I am not saying, don’t read the mystics or the spiritual writings of the Church. I am saying that they should be read prayerfully and that you should not confuse their vocation with yours. Wherever God has you right now, whatever he has called you to this moment is where he will meet you. That is your vocation, whether you are married or single, ordained or firmly planted in your secular calling; if you are parents or have no children, God has called you and given you this moment. Learn to be faithful in the vocation you have, and he will meet you. If we pretend to have a different vocation, or consider the vocation we have been given as deficient, then we will fail to receive the means by which God seeks to form us and give himself. Your spouse, your children, where you live, and your jobs have been given to you for your spiritual life.

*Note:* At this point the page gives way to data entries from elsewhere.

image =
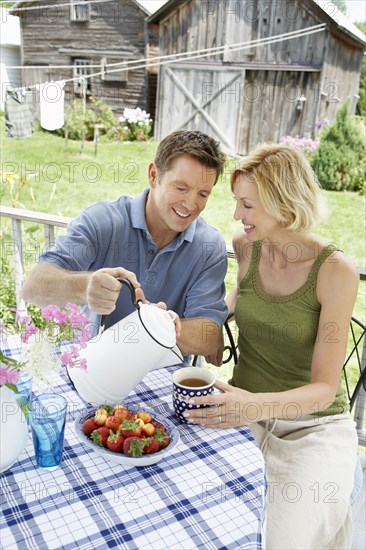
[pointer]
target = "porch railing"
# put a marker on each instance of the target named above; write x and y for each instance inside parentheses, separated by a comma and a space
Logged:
(49, 222)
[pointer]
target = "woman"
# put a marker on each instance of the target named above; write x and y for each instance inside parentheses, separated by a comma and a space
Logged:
(293, 304)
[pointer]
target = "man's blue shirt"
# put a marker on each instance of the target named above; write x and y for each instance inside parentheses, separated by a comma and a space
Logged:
(188, 274)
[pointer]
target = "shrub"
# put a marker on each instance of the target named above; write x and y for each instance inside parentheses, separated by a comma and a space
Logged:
(339, 153)
(306, 145)
(80, 120)
(133, 125)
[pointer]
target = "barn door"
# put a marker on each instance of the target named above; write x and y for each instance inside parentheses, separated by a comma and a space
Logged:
(200, 97)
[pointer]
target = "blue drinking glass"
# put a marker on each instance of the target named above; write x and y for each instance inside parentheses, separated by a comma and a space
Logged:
(24, 386)
(47, 418)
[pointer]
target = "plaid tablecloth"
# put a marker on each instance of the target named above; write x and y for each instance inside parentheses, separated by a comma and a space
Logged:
(208, 493)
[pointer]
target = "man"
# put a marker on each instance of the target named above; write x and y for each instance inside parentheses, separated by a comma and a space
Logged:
(156, 240)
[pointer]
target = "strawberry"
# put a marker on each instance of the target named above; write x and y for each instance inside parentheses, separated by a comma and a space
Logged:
(89, 426)
(145, 417)
(150, 445)
(120, 412)
(130, 428)
(148, 429)
(101, 416)
(113, 423)
(162, 438)
(100, 436)
(133, 446)
(115, 442)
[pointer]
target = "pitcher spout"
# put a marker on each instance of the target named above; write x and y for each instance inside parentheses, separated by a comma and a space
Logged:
(172, 356)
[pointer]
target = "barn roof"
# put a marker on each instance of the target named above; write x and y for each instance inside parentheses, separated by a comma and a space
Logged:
(18, 5)
(341, 20)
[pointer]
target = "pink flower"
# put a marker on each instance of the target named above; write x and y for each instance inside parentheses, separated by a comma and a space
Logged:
(67, 358)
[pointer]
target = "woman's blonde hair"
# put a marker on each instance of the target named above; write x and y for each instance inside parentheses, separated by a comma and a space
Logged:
(287, 186)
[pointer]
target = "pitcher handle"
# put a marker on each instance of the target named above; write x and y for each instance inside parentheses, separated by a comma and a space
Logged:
(135, 302)
(132, 290)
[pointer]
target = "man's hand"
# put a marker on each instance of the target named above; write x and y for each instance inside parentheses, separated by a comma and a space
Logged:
(103, 289)
(215, 358)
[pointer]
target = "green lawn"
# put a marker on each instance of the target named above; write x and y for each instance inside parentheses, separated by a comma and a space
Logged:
(65, 182)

Of course, as we get older, life situations progress, a late calling to a different vocation arises, doors close, and others open. These are to be expected, and the way forward should be discerned with much prayer. But in all of this, we are called to be faithful to what God is doing in our lives, not neglecting the duties he has given us, but knowing that God has been preparing you, he is with you, and has gone before you. Seek God in all things, for he is there, or as the hymn St. Patrick’s Breastplate says, “Christ with me, Christ before me, Christ behind me, Christ in me, Christ beneath me, Christ above me, Christ on my right, Christ on my left, Christ when I lie down, Christ when I sit down, Christ when I arise, Christ in the heart of every man who thinks of me, Christ in the mouth of everyone who speaks of me, Christ in every eye that sees me, Christ in every ear that hears me.”